Maria Elisa - Quando os portugueses vão aos hospitais e pedem para fazer TAC´s,
ressonâncias magnéticas, não sabem quanto é que custam...
Dr. Francisco Salvado: Porque só pagam um bocadinho, o resto é pago pelo Estado.
Nos dentistas, como pagam a totalidade dos tratamentos, é que têm a percepção geral do
custo.
Maria Elisa - O Estado que somos todos nós, e que nos esquecemos, às vezes...
Saúde Oral - Caso de grávida: cheque-dentista
Maria Elisa - Muitos problemas orais podem dar origem a partos prematuros. A
Estela Araújo tem 32 anos e está grávida, pela primeira vez, de sete meses. E teve a
necessidade de recorrer ao cheque-dentista. Conseguiu tratar os problemas que
tinha?
Estela Araújo: Sim, consegui tratar as cáries.
Maria Elisa - Mas a Estela tem outros problemas que não podem ser tratados pelo
cheque-dentista.
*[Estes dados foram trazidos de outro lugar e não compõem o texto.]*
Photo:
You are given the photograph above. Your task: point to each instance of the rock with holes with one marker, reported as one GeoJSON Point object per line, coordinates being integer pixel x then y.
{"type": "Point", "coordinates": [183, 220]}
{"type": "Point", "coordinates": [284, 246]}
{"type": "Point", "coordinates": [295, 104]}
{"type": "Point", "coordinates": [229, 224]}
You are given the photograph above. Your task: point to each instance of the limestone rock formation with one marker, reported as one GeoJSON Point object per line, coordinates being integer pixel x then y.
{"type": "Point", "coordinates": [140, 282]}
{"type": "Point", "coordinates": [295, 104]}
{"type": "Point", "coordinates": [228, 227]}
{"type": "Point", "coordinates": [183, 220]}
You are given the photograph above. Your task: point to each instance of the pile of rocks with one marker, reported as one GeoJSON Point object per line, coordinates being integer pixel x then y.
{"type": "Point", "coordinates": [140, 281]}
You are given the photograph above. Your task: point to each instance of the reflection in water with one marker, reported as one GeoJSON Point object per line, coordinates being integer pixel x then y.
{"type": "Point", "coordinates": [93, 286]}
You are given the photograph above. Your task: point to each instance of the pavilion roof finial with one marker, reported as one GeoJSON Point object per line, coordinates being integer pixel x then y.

Quais?
Estela Araújo: Sim, tenho outros problemas; precisava de fazer implantes.
Maria Elisa - O que é que a Estela precisava fazer que o cheque-dentista não
permite?
Dr.ª Filipa Palma: A Estela tem falta de quatro dentes e precisava de fazer implantes
dentários; algo mais definitivo do que a placa que neste momento tem.
Maria Elisa - Para lhe permitir uma boa mastigação ou apenas por uma questão
estética?
Dr.ª Filipa Palma: A placa funciona para a mastigação e, ao nível da estética, é
razoável. Mas o ideal é sempre o que queremos alcançar e, neste momento, seriam os
implantes. Convém realçar que as próteses ou outros tratamentos restauradores, como as
coroas, também não estão contemplados; não são comparticipados dentro do cheque-
dentista, quer para os idosos, quer para as grávidas. E são tratamentos básicos e
prioritários nesta altura, por exemplo, da gravidez.